The Democrats fail to offer a single data point supportive of this argument
The Democrats could have proposed some financial regulations over the past eight years. True, they didn;t have the majority in the Senate for most of the first six, but surely a strong bill could have been brought to the floor for a vote.
I don't know of any such creature. Is there a Republican filibuster of a reform bill in the record?
A Bush veto standing in the way of progress? Nada!
Indeed, the record is that Democrats in Congress blocked financial reforms even when Bill Clinton was President!
For the past two years the Democrats have controlled Congress. They could have moved quickly to bring financial market reform to the President's desk. Guess what. No bill was generated in 2007.
Why, you ask? Well, the Washington Post might explain why
The Banker's Candidate
Dodd Amasses Huge War Chest
Washington Post Staff Writers
Friday, February 16, 2007; Page D01
Connecticut Sen. Christopher J. Dodd has two big jobs. He is a candidate for the Democratic nomination for president, and he chairs the Senate Banking Committee.......
But it is Dodd's philosophy, not only his geography, that has made him a cash magnet. Each of these big-money interests applauds his light-handed approach to financial regulation and considers him a reliable friend -- a fact that raises questions about Dodd's viability in a Democratic field even as it bolsters his fundraising prowess.......
My record speaks for itself," the senator said. "I haven't changed my tune. I've been, I think, fairly consistent in my views on these issues."

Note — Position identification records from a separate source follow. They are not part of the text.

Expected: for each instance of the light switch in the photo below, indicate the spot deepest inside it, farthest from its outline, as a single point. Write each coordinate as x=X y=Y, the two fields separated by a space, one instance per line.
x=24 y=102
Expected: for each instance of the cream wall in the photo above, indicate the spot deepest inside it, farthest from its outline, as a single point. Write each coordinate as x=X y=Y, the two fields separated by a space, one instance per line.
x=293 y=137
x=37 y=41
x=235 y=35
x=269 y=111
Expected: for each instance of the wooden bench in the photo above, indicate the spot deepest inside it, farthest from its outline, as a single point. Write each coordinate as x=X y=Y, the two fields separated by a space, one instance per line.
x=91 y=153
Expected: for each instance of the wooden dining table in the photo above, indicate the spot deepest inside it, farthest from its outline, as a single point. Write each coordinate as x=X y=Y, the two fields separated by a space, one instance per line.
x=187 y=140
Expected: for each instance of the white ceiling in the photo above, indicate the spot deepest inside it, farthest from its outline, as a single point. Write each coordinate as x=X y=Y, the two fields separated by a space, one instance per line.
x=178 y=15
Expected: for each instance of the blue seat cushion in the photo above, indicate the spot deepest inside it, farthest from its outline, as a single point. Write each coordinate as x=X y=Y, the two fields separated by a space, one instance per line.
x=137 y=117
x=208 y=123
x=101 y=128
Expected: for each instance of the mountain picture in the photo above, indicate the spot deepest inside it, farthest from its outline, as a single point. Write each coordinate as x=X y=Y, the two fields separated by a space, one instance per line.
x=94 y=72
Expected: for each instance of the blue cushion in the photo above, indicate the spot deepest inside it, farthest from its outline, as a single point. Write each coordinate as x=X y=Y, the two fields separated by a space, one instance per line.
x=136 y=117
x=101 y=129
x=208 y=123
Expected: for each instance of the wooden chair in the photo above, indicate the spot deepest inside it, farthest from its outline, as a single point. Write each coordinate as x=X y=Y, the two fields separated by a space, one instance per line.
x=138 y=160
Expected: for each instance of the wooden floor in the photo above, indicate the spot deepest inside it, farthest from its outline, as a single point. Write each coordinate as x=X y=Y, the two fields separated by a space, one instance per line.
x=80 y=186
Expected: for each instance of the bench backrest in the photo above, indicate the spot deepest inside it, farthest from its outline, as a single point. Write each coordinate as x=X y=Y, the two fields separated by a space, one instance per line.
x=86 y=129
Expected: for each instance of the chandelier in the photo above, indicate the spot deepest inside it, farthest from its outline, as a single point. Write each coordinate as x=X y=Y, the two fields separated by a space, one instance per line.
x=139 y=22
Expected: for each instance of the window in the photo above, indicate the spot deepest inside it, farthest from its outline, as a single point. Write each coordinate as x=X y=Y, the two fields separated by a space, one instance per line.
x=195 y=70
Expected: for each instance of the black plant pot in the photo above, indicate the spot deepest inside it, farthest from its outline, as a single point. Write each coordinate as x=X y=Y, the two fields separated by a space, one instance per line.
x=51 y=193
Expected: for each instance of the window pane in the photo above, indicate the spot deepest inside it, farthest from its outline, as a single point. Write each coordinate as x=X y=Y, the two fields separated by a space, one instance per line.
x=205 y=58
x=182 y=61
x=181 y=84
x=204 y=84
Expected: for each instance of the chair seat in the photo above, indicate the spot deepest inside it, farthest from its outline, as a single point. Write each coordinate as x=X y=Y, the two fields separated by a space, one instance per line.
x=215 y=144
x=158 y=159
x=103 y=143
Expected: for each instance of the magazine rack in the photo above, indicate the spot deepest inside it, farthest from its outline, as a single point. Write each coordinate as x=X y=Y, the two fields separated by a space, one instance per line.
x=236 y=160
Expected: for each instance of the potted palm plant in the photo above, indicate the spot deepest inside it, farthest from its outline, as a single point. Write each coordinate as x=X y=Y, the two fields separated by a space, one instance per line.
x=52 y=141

So, the lead Democratic voice on financial market reform in recent years was "the Banker's candidate" with a "light handed approach "
Evidently there's a special tranche out there for bleeding heart liberals who "heart" reckless bankers and Chris Dodd is the lead institution in this market.
Now, a "reform" bill for mortgages was belatedly passed in the summer of 2008. This bill of course, bailed out reckless lenders of home mortgages, set up a slush fund for ACORN and other liberal foot soldiers, and delegated the dirty job of cleaning the Augean GSE stable to Secretary Paulson. Dodd promised his bill was the answer to the crisis
Today, Congress did more than send a bill to the President - we sent a message to American families that help is on the way. In addition to providing urgently-needed relief to homeowners on the brink of losing their homes, this legislation will address our broader economic problems by helping to reform our housing sector and provide reassurances to our financial markets."
Yours truly knew better and said as much. http://www.thenextright.com/ironman/the-eye-of-the-mortgage-hurricane. Yep, the folks that thought bailing out the subprime bankers was the answer really do have a whole nest worth of crow to eat.
So here's the question for the Democrats?
When are you going to demand Chairman Dodd's resignation from the chairmanship of the Banking Committee, since he failed in his duty to bring an effective reform ball to the President in a timely manner?
Sherlock Holmes wrote about the dog that did not bark. The Democrats in DC were lapdogs for the financial industry for years, and all their growling now can;t change that.
Perhaps a pit bull with lipstick can. She is certaintly making the case on the stump.